Posted by: kevo on January 3, 2009 at 2:51 PM | PERMALINK

Ho-hum, "liberal MSM" complaints? Again? These people are really getting pathetic. Their ideological positions are refuted by recent economic history and the electorate and they still continue to recycle worn out phrases that have been around for decades. If they are going to engage other than a geriatric population they'd better come up with some new packaging---and some new complaints to whine about.

Posted by: -jlinge- on January 3, 2009 at 3:45 PM | PERMALINK

RedState's Erick Erickson wrote: "Of course the Washington Post is connected to both Newsweek and Slate, so its biases are pretty well established ..."

Commenter Byron noted: "That's a kind of odd way to say that all three are owned by the Washington Post Company. It's almost as if they hadn't really researched this very much."
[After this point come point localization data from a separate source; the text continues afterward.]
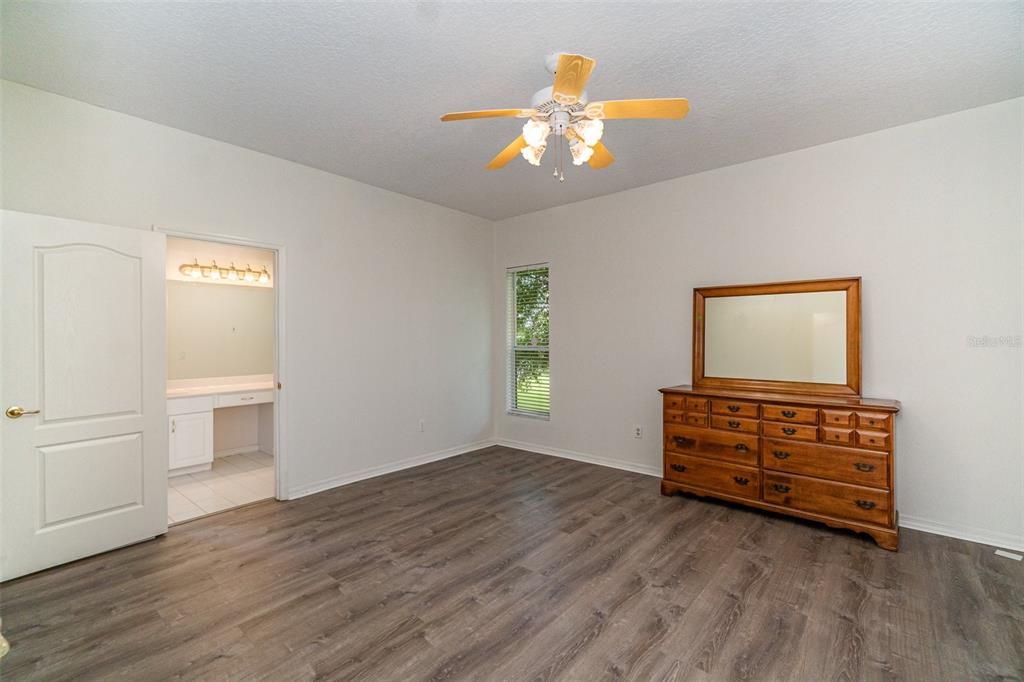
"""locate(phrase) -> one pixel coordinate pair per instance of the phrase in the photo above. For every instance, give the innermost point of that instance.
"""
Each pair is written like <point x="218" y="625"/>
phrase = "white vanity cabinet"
<point x="190" y="430"/>
<point x="190" y="406"/>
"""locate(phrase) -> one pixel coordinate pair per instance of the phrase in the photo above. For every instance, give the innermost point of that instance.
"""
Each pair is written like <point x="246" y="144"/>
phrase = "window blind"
<point x="528" y="377"/>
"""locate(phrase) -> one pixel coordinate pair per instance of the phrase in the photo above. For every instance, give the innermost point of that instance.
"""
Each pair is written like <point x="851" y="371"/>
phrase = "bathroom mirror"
<point x="794" y="336"/>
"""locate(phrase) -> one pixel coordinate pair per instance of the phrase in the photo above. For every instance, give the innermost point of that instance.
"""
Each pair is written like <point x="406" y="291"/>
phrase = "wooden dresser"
<point x="823" y="458"/>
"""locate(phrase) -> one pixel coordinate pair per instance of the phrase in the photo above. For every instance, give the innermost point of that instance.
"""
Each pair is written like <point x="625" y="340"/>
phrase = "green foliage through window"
<point x="529" y="370"/>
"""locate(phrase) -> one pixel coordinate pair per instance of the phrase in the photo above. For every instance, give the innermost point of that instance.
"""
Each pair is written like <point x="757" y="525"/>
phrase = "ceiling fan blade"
<point x="638" y="109"/>
<point x="602" y="158"/>
<point x="570" y="78"/>
<point x="508" y="154"/>
<point x="489" y="114"/>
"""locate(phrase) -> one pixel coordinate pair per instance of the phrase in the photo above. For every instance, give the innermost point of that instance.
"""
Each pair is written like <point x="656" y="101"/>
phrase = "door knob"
<point x="16" y="411"/>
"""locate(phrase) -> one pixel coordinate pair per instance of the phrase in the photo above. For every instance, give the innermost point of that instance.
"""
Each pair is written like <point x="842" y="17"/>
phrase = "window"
<point x="528" y="363"/>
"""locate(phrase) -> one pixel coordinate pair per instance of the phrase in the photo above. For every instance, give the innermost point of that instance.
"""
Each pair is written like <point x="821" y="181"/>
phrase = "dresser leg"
<point x="886" y="539"/>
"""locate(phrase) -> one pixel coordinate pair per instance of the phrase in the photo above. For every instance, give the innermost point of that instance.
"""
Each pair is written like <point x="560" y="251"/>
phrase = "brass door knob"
<point x="16" y="411"/>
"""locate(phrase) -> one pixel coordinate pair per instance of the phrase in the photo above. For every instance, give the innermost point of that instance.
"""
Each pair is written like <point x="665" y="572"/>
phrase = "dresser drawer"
<point x="736" y="448"/>
<point x="734" y="424"/>
<point x="875" y="421"/>
<point x="695" y="405"/>
<point x="795" y="431"/>
<point x="837" y="436"/>
<point x="734" y="408"/>
<point x="673" y="401"/>
<point x="838" y="500"/>
<point x="712" y="475"/>
<point x="784" y="413"/>
<point x="842" y="464"/>
<point x="693" y="419"/>
<point x="838" y="418"/>
<point x="235" y="399"/>
<point x="872" y="439"/>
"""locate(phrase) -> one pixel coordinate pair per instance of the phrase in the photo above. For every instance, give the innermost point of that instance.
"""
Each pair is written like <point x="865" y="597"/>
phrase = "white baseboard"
<point x="1004" y="540"/>
<point x="371" y="472"/>
<point x="238" y="451"/>
<point x="648" y="470"/>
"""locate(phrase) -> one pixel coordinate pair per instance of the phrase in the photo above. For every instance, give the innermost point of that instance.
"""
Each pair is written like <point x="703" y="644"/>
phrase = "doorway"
<point x="222" y="375"/>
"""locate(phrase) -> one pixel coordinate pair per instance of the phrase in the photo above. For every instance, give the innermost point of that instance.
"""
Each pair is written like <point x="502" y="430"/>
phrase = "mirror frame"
<point x="852" y="288"/>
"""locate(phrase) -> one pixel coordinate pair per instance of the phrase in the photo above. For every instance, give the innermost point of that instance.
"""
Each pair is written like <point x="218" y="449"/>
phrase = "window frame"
<point x="511" y="348"/>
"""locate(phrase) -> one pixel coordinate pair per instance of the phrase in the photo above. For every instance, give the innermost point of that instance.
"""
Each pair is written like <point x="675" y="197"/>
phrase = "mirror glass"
<point x="777" y="337"/>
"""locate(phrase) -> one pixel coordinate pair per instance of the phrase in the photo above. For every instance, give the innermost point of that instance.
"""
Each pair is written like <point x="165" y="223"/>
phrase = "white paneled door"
<point x="83" y="390"/>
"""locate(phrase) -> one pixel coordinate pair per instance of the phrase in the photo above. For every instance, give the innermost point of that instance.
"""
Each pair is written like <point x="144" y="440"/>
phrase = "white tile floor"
<point x="233" y="480"/>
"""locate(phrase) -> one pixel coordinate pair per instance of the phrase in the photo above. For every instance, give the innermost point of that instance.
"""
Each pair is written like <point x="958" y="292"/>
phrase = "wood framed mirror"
<point x="785" y="337"/>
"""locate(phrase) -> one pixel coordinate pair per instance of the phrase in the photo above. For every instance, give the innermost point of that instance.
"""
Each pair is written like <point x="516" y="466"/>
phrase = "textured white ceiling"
<point x="356" y="88"/>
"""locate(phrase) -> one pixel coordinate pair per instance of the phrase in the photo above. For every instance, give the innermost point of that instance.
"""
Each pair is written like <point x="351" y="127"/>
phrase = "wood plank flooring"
<point x="503" y="564"/>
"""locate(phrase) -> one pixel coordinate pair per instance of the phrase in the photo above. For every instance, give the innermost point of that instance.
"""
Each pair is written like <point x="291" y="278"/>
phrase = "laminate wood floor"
<point x="503" y="564"/>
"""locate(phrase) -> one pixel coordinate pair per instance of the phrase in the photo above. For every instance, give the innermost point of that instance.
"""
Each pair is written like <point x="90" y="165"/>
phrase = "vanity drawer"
<point x="842" y="464"/>
<point x="822" y="497"/>
<point x="235" y="399"/>
<point x="737" y="448"/>
<point x="189" y="406"/>
<point x="872" y="439"/>
<point x="734" y="408"/>
<point x="784" y="413"/>
<point x="694" y="419"/>
<point x="734" y="424"/>
<point x="673" y="417"/>
<point x="673" y="401"/>
<point x="740" y="481"/>
<point x="838" y="418"/>
<point x="875" y="421"/>
<point x="795" y="431"/>
<point x="837" y="436"/>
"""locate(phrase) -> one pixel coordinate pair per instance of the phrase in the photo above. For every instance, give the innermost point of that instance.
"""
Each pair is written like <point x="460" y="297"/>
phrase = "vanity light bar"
<point x="196" y="270"/>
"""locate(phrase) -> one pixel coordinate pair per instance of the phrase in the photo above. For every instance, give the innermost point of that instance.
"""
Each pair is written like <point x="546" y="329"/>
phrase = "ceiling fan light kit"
<point x="564" y="111"/>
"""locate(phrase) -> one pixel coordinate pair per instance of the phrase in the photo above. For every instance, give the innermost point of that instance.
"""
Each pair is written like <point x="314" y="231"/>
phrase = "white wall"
<point x="218" y="330"/>
<point x="930" y="214"/>
<point x="386" y="298"/>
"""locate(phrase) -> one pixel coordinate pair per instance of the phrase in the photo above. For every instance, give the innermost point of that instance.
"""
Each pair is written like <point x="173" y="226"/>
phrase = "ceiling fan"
<point x="563" y="110"/>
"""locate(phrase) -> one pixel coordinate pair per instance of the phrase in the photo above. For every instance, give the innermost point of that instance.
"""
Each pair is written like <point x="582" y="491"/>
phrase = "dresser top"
<point x="791" y="398"/>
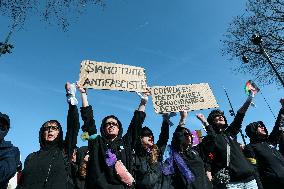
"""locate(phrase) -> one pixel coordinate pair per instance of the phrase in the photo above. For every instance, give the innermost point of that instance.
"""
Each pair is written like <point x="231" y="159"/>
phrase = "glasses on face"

Actually, it's almost as if acknowledging that virtually all of the so-called "mainstream" mass media is owned by a handful of giant corporations who use it to propagandize the American people in furtherance of their corporatist agenda makes the pretense that they have "liberal" biases blatantly and laughably and obviously absurd to even the most Limbaugh-addled dittohead.

Therefore, phonies like Erickson have to resort to such "oddly" evasive locutions in regurgitating the scripted talking point that the corporate-owned media is "liberal".
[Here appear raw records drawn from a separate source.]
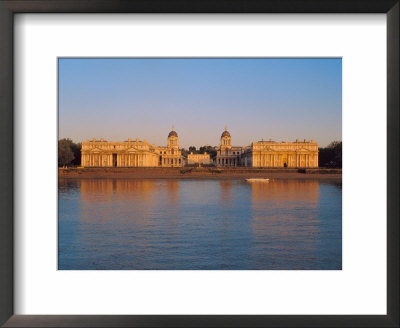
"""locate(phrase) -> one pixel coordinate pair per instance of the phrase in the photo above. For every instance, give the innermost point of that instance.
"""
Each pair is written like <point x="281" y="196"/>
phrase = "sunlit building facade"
<point x="298" y="154"/>
<point x="131" y="153"/>
<point x="267" y="154"/>
<point x="198" y="158"/>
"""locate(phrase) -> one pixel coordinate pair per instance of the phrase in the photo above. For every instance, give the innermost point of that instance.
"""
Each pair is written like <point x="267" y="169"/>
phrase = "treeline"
<point x="69" y="153"/>
<point x="331" y="155"/>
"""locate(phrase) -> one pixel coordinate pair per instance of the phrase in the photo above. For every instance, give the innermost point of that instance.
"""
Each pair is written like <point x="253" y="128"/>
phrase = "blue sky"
<point x="257" y="98"/>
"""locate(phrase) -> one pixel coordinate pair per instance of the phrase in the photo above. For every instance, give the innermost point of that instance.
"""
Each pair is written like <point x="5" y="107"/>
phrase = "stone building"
<point x="131" y="153"/>
<point x="199" y="158"/>
<point x="228" y="155"/>
<point x="299" y="154"/>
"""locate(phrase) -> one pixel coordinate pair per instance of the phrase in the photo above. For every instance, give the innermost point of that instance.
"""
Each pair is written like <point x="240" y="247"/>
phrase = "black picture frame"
<point x="10" y="7"/>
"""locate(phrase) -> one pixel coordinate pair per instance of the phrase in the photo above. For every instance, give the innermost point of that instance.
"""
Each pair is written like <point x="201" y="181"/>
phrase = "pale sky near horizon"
<point x="256" y="98"/>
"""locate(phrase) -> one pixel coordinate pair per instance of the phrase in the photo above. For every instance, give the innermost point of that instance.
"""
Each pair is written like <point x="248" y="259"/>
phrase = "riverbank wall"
<point x="199" y="173"/>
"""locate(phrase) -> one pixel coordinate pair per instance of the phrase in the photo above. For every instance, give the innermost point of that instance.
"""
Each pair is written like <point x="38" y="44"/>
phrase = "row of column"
<point x="123" y="160"/>
<point x="301" y="160"/>
<point x="165" y="161"/>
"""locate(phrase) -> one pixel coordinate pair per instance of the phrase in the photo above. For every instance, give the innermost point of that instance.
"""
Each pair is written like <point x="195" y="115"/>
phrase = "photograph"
<point x="219" y="163"/>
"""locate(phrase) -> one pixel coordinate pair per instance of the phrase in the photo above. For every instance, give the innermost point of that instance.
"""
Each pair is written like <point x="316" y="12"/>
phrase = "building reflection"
<point x="285" y="215"/>
<point x="226" y="192"/>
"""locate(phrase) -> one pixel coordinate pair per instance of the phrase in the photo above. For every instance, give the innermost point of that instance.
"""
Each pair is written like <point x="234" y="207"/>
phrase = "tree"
<point x="65" y="154"/>
<point x="331" y="155"/>
<point x="76" y="150"/>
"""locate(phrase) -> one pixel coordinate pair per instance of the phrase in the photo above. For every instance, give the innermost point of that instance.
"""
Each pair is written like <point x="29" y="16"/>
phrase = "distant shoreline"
<point x="199" y="173"/>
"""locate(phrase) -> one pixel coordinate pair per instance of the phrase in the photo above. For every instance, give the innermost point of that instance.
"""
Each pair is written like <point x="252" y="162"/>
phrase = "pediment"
<point x="303" y="150"/>
<point x="132" y="150"/>
<point x="96" y="150"/>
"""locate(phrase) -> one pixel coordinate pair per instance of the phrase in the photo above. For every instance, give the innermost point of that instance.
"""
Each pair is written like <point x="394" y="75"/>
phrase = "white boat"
<point x="257" y="180"/>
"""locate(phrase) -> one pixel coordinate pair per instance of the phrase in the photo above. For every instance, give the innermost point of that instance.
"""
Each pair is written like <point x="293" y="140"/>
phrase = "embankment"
<point x="199" y="173"/>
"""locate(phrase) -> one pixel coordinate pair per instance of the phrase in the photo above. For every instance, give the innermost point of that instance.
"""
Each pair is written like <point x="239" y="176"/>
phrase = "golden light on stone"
<point x="138" y="153"/>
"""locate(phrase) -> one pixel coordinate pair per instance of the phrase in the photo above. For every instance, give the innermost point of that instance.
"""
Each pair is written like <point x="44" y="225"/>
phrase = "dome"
<point x="173" y="133"/>
<point x="225" y="134"/>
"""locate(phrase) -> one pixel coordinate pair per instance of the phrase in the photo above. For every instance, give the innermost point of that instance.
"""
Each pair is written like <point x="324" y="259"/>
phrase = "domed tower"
<point x="226" y="139"/>
<point x="173" y="140"/>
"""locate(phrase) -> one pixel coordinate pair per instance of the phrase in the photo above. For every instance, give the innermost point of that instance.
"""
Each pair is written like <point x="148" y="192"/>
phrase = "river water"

Having said that, I must also say that I have often observed "sensible liberal" bloggers like Greg Sargent and Steve Benen "oddly" avoiding the reality and implications of corporate control of the mass media in their own commentaries on media coverage.

Perhaps it is best not to openly call corporate media outlets like the Washington Post what they are -- propaganda instruments for America's Ultra-Rich Ruling Class, Inc. -- if one is an aspiring blogger who hopes to work for them some day.

Posted by: SecularAnimist on January 3, 2009 at 4:48 PM | PERMALINK

I canceled my 20-year subscription to The Washington Post in July 2006 because it had become nothing but a right wing rag. Methinks he (Erik Erickson) doth protest too much.